Dramatic acoustics

July 10, 2017 08:27 pm | Updated 08:27 pm IST

While radio has never really gone out of style, the sounds and rhythms one may associate with the medium have undergone a sea change over the years. Rather than occupying its humble abode on a lace doily atop a mantelpiece with its antennae pricked up to best intercept errant air-waves, the transistor is now an indispensable travel companion, allowing latter-day excursionists to tide over traffic blues and long-haul journeys with a steady diet of upbeat jingles, peppy film songs, and feverish prattle from exuberant radio jockeys. What used to be a solemn and ponderous medium, tripping over with self-importance, is now a little too frivolous to be taken seriously. It is probably tailor-made to our rewired selves, reeling under the effect of technology overkill, but not being able to dispense with the soundtrack of our lives that the FM channel of choice dutifully provides.

Aural details

The radio play, once a stalwart feature of the national All India Radio, is now jousting with oblivion, even if it still obstinately continues to be a part of radio programming in several regional centres. The early plays, some running into three hours long, catered to a once extended attention span that has now apparently petered down to a mere three minutes — that’s the optimal duration suggested for a YouTube clip by web experts, even for an engaged audience. A radio play, by its very nature, is just acoustics and no visuals. The constant static of poor reception once provided it its most distinctive ambient quality, although music could pipe in and out, and audio effects could complement the vocal performances of the actors or, if you are inclined to be less charitable, the ‘speakers’. They often performed live in recording studios. It was modulated speech that didn’t require to be bellowed out in order to reach the last row of the stalls, as was the case with live theatrical performance. Radio drama was a purely aural experience, yet could be rich with psychological detailing and its dramatic impact could rival that of the best plays that one might see in the playhouse.

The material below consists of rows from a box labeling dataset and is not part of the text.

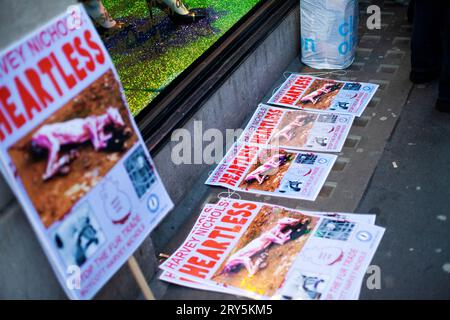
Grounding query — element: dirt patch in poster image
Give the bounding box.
[297,79,343,110]
[8,70,137,228]
[212,206,318,296]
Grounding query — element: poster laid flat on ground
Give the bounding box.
[205,143,337,201]
[0,6,173,299]
[240,104,354,152]
[160,198,384,300]
[269,73,378,117]
[159,203,376,299]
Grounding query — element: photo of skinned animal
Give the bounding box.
[8,70,137,228]
[239,149,296,192]
[269,111,318,147]
[212,206,318,297]
[297,79,343,110]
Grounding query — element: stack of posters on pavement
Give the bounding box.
[269,73,378,117]
[160,198,384,300]
[240,104,354,152]
[206,142,337,201]
[0,5,173,299]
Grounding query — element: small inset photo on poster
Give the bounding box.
[315,219,355,241]
[8,70,137,228]
[281,268,330,300]
[52,202,106,267]
[125,146,156,199]
[297,79,343,110]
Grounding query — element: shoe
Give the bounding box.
[435,98,450,113]
[147,0,206,25]
[409,70,440,84]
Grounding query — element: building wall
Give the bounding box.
[0,0,300,299]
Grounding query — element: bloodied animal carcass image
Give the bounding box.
[8,70,137,228]
[212,206,317,296]
[240,149,295,191]
[297,79,342,110]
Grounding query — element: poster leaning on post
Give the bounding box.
[0,5,173,299]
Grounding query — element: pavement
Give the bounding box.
[357,83,450,299]
[152,1,450,300]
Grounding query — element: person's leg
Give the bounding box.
[436,3,450,112]
[410,0,442,83]
[81,0,123,33]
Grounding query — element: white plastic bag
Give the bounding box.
[300,0,359,69]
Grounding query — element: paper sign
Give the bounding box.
[206,143,337,201]
[269,73,378,117]
[0,6,173,299]
[240,104,354,152]
[160,198,384,300]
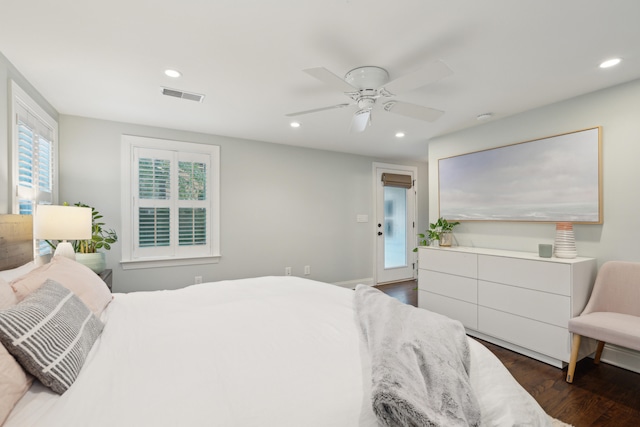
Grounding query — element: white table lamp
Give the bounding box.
[34,205,92,260]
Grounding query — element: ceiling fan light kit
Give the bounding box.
[287,61,452,132]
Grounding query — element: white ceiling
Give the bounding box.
[0,0,640,160]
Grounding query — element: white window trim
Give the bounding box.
[10,80,58,213]
[120,135,221,270]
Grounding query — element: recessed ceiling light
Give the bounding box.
[600,58,622,68]
[164,69,182,79]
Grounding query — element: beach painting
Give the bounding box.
[438,127,602,224]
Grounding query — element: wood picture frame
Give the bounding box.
[438,126,603,224]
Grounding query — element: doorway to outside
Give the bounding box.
[373,163,418,284]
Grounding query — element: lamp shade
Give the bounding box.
[34,205,91,240]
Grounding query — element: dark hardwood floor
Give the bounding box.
[378,280,640,427]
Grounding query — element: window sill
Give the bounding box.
[120,255,220,270]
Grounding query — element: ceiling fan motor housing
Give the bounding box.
[344,66,389,90]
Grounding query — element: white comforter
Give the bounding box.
[6,277,548,427]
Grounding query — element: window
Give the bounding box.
[11,81,58,256]
[122,135,220,269]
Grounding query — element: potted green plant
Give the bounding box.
[47,202,118,274]
[413,217,460,252]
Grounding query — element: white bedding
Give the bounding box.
[6,277,549,427]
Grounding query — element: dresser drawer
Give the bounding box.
[418,248,478,278]
[418,270,478,304]
[478,307,570,362]
[478,255,571,296]
[418,291,478,329]
[478,281,571,328]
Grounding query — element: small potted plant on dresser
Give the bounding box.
[73,203,118,274]
[413,217,460,252]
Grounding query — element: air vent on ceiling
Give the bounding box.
[160,87,204,102]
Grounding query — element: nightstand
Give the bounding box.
[98,268,113,291]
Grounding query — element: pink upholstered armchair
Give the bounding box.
[567,261,640,383]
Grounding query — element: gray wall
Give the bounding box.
[429,76,640,265]
[0,52,58,213]
[59,115,428,292]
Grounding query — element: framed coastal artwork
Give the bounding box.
[438,127,603,224]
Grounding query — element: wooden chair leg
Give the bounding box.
[593,341,604,365]
[567,334,581,383]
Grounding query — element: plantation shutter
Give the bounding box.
[16,102,54,214]
[133,147,211,258]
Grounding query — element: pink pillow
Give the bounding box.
[0,278,32,425]
[11,256,111,318]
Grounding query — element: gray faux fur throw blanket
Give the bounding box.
[354,285,480,427]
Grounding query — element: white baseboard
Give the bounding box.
[600,344,640,373]
[334,277,373,289]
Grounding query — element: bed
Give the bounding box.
[0,216,552,427]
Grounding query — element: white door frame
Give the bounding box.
[371,162,418,286]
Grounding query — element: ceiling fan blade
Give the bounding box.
[384,101,444,122]
[285,104,351,117]
[302,67,358,92]
[384,61,453,95]
[349,108,371,132]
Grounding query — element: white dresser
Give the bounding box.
[418,247,596,368]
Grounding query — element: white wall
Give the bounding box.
[429,80,640,265]
[0,52,58,214]
[59,115,428,292]
[429,80,640,372]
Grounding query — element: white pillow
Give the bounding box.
[0,277,18,310]
[0,261,37,282]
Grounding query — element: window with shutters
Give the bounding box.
[11,81,58,256]
[122,135,220,269]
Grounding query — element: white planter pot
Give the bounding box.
[76,252,107,274]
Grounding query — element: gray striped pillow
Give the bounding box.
[0,280,104,394]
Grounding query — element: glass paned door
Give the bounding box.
[384,187,407,269]
[375,164,416,283]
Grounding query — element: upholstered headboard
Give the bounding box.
[0,215,33,270]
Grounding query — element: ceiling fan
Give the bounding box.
[287,61,453,132]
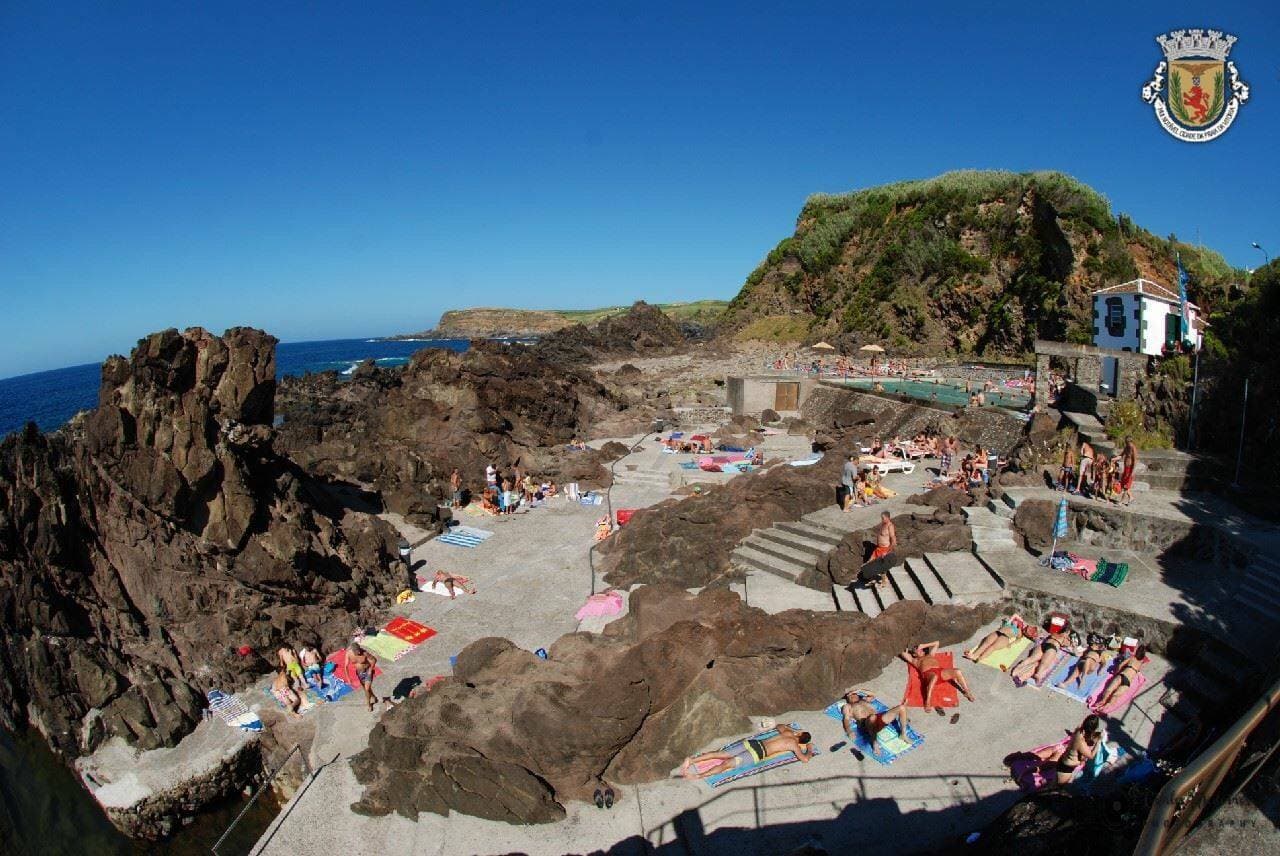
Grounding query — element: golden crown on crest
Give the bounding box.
[1156,29,1235,61]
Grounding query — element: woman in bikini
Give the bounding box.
[1010,631,1071,686]
[1057,633,1107,690]
[964,615,1034,663]
[1039,714,1102,787]
[1093,645,1151,710]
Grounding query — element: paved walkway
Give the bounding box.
[253,439,1166,856]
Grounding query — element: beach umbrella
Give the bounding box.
[1042,498,1066,567]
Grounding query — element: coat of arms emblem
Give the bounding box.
[1142,29,1249,142]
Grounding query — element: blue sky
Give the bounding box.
[0,1,1280,376]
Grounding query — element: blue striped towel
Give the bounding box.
[435,526,493,546]
[703,723,818,788]
[823,699,924,766]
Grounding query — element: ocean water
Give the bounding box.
[0,339,467,856]
[0,339,467,436]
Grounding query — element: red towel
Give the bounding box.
[906,651,960,708]
[383,615,435,645]
[325,649,383,687]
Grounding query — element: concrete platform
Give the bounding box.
[252,628,1167,856]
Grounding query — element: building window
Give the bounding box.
[1107,297,1125,337]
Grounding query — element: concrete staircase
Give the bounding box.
[613,464,672,490]
[833,550,1005,618]
[731,519,846,583]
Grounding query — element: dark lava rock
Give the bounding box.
[351,580,987,823]
[532,301,686,363]
[797,511,973,591]
[0,328,406,756]
[272,342,652,530]
[596,453,841,589]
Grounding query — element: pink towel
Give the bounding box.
[573,591,622,621]
[1087,672,1147,714]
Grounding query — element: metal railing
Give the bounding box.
[1134,681,1280,856]
[209,743,316,856]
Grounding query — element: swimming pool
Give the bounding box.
[845,379,1030,409]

India’s legacy of radio drama isn’t one that is sufficiently, or even to a lesser degree, preserved and archived. Dharamvir Bharti’s 1954 radio play, Andha Yug, has survived in the cultural consciousness thanks to Ebrahim Alkazi’s eponymous production, which was performed against the backdrop of the Feroze Shah Kotla in 1963. Its radio origins is often looked at derisively, with Alkazi (and Satyadev Dubey before him) being credited with salvaging an important anti-war text with his monumental (literally, as well as otherwise) visual treatment. In countries like the UK, radio drama continues to thrive, and the BBC produces and broadcasts hundreds of new radio plays each year. The drama section of the BBC’s iPlayer (which is its web interface to access both television and radio content), lists more than 700 entries that can still be listened to by viewers across the world although, most likely, the primary listernership is British.

These include dramatisations of books like E M Forster’s Howards End , and plays written directly for radio. There are much-feted readings like that of Franz Kafka’s Metamorphosis by a sombre and compelling Benedict Cumberbatch. There has also been, for years now, an entire slew of India-themed material that catered to the burgeoning masses of people of South Asian stock who make up one of Britain’s ideal minorities. These are often produced under the aegis of the British Asian Network, a radio station just like any other regional AIR channel, but with a British accent and edgier politics. A lot of this material would perhaps not appeal to Indian listeners, because of the stilted accents and sensationalised gaze and the manner in which country seems to be perennially viewed through a reductive and exotic lens, however pertinent the politics.

New styles

However, more and more, these radio productions are being made with local Indian production crews, who have brought in their own sensibilities that balance out issues of representation. Since 2001, John Dryden has been directing commissioned radio work for the BBC, and his projects take him all over the world where he employs local theatre groups and records on location to create a kind of pre-recorded radio dramatisation that has the feel of a “a low-budget film shoot without a camera,” according to Nadir Khan, a producer on several of his international projects.

Khan’s Indian collaborations with Dryden includes Ayeesha Menon and Kewel Karim’s adaptation of Rohinton Mistry’s A Fine Balance , and Menon’s crime drama Undercover Mumbai, in which Prerna Chawla plays an disgraced police inspector. Dryden’s guerrilla-style recording methods takes the radio drama light years away from the “six actors in a studio sitting around a microphone,” says Khan, “If there is a chase scene, we have the actors running down a street, with the mic following them.” It’s a much more dynamic, and in many ways, richer idiom. The entire process, from conception to being ready to broadcast, takes around six months. Khan doesn’t expect the works to be aired on conventional Indian radio channels. He had experimented with five-min radio theatre spots on Go FM a few years ago, and people just wouldn’t listen in, because they were considered too long. That’s the pet peeve about attention span, all over again.

The writer is a playwright and stage critic.